Ituri : La société civile de Babombi dénonce les « tracasseries contre les retournés »

Les populations qui retournent dans certains villages pacifiés par l’armée dans la chefferie de Babila Babombi, au sud du territoire de Mambasa, dans la province de l’Ituri, sont l’objet des « tracasseries » par les services de sécurité et ceux de cette chefferie.

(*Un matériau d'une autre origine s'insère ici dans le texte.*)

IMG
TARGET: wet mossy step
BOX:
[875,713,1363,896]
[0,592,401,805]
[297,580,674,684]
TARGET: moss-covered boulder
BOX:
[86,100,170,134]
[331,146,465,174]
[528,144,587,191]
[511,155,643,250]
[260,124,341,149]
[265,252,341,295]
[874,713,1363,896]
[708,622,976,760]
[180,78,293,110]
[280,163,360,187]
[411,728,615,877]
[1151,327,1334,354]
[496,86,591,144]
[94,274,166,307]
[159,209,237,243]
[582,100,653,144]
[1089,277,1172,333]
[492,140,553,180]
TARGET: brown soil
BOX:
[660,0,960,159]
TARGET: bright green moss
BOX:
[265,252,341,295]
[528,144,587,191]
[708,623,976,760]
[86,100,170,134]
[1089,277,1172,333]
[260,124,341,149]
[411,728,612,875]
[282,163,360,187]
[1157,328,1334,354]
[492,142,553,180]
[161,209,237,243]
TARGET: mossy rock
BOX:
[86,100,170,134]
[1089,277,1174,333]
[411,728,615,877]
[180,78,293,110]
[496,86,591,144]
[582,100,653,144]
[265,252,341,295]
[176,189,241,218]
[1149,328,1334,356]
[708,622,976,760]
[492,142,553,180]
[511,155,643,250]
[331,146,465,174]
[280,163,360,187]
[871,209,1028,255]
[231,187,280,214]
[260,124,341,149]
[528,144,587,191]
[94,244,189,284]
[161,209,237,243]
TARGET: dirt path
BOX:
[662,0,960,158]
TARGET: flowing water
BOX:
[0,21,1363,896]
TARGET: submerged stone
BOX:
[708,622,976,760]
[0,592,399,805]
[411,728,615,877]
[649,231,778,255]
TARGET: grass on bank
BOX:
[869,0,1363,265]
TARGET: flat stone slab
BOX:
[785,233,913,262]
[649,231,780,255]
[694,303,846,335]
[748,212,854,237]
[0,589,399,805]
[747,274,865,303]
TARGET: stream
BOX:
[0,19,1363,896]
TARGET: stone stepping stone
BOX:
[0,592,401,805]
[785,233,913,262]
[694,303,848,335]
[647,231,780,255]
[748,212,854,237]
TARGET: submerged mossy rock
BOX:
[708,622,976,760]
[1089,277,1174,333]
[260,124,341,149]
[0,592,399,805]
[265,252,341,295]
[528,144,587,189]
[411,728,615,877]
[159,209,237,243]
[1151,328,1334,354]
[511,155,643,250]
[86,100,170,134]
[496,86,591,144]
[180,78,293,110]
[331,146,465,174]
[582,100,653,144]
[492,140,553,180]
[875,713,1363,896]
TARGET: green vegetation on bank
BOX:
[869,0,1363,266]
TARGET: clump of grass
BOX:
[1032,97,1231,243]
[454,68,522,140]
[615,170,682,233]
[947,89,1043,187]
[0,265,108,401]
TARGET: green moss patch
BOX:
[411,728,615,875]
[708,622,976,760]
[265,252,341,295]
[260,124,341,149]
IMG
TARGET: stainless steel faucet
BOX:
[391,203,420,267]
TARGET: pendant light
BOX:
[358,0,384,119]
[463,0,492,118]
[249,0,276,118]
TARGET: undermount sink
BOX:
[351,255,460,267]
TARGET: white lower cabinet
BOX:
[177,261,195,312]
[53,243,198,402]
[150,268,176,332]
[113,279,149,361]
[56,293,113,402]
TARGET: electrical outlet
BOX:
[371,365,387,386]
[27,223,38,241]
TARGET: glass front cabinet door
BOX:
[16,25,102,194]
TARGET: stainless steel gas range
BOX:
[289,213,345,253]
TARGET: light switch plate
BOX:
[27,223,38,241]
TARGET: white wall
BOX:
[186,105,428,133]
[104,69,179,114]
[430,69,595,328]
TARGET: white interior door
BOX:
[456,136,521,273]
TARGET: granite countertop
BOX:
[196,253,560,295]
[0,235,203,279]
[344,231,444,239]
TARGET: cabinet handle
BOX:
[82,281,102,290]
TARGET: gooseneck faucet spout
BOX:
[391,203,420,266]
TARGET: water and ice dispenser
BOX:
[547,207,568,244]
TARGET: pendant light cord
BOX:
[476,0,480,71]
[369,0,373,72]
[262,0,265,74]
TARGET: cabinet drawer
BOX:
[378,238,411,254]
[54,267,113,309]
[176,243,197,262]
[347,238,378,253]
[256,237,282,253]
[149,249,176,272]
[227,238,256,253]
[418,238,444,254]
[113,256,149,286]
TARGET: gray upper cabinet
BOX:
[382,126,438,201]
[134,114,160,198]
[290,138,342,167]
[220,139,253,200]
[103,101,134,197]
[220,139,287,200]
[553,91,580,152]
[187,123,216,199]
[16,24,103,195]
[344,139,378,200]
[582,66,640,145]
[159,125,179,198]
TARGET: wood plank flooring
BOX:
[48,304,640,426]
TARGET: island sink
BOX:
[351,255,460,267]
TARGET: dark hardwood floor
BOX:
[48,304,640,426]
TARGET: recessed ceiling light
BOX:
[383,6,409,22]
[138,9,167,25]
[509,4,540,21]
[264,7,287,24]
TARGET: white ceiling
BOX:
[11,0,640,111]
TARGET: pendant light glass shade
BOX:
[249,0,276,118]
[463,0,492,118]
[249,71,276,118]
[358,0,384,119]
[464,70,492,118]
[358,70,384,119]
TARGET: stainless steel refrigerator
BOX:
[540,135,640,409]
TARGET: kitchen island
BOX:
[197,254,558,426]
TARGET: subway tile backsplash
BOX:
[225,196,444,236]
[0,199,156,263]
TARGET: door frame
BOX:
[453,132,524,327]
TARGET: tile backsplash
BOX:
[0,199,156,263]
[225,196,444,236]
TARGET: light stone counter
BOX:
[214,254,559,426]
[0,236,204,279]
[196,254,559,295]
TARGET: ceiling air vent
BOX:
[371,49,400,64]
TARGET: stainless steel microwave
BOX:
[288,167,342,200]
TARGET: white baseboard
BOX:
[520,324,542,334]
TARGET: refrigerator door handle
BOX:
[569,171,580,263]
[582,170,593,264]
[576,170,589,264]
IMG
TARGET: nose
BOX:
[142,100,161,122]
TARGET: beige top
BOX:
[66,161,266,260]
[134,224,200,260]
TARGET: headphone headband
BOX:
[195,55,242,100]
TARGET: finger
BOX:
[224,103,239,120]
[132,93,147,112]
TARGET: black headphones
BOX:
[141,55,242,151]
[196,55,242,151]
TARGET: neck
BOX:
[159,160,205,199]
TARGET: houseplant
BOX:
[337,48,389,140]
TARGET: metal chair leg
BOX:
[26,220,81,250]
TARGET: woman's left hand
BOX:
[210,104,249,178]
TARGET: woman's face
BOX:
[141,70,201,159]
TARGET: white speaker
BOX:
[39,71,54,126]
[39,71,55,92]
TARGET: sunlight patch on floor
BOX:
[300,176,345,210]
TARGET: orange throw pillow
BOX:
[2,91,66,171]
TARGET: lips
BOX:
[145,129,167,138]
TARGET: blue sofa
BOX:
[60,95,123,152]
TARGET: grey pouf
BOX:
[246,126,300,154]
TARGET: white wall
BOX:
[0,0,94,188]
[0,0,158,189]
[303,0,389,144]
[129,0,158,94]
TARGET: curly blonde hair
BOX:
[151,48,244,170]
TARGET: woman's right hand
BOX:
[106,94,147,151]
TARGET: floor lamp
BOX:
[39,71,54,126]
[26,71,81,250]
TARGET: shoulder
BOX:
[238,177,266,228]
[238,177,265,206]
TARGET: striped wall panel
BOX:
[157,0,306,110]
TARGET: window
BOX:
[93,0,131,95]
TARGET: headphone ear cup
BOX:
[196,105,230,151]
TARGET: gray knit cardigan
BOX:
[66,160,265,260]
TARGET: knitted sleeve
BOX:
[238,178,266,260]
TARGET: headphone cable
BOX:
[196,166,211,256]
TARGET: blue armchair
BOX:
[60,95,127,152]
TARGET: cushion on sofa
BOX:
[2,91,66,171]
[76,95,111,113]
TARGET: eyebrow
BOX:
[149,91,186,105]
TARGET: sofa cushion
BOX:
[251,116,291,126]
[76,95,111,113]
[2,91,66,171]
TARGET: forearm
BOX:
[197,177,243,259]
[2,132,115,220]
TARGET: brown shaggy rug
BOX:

Cette dénonciation émane de la société civile de cette entité coutumière faite ce samedi 8 janvier 2022. D’après Gilbert Sivamwenda, cadre de cette structure citoyenne et leader d’opinion de la chefferie de Babila Babombi, les services de sécurité enregistrent tous les passants et leur demandent de retirer chacun sa pièce d’identité moyennant une somme d’argent variant entre 500 et 2 000 francs congolais. À cela s’ajoute la taxe voirie de la chefferie de Babila Babombi que tout détenteur d’engins automoteurs doit payer. Pour lui, ces pratiques sont de nature à décourager les habitants qui veulent retourner dans leurs villages. Il appelle les autorités de se pencher sur cette question pour permettre le retour à la vie normale dans cette entité.

« (…) C’est vrai que la situation sécuritaire s’est considérablement améliorée depuis le 24 décembre (…) mais ce qui nous étonne, c’est certaines pratiques que nous ne comprenons pas (…) À Makeke et Bella, les services de sécurité enregistrent tout passant, mais lui demande de payer entre 500 et 2 mille francs pour retirer sa pièce d’identité (…) Ça nous inquiète, car cette population est déplacée et elle a besoin de l’aide, mais la ranconner comme ça peut décourager ceux qui veulent retourner (…) Que ces services comprennent que cette population souffre (…) il y a aussi la taxe voirie de la chefferie (…) Que les autorités se penchent sur cette question vraiment (…) », déplore Gilbert Sivamwenda Kasereka dans des propos recueillis par ACTU7.CD.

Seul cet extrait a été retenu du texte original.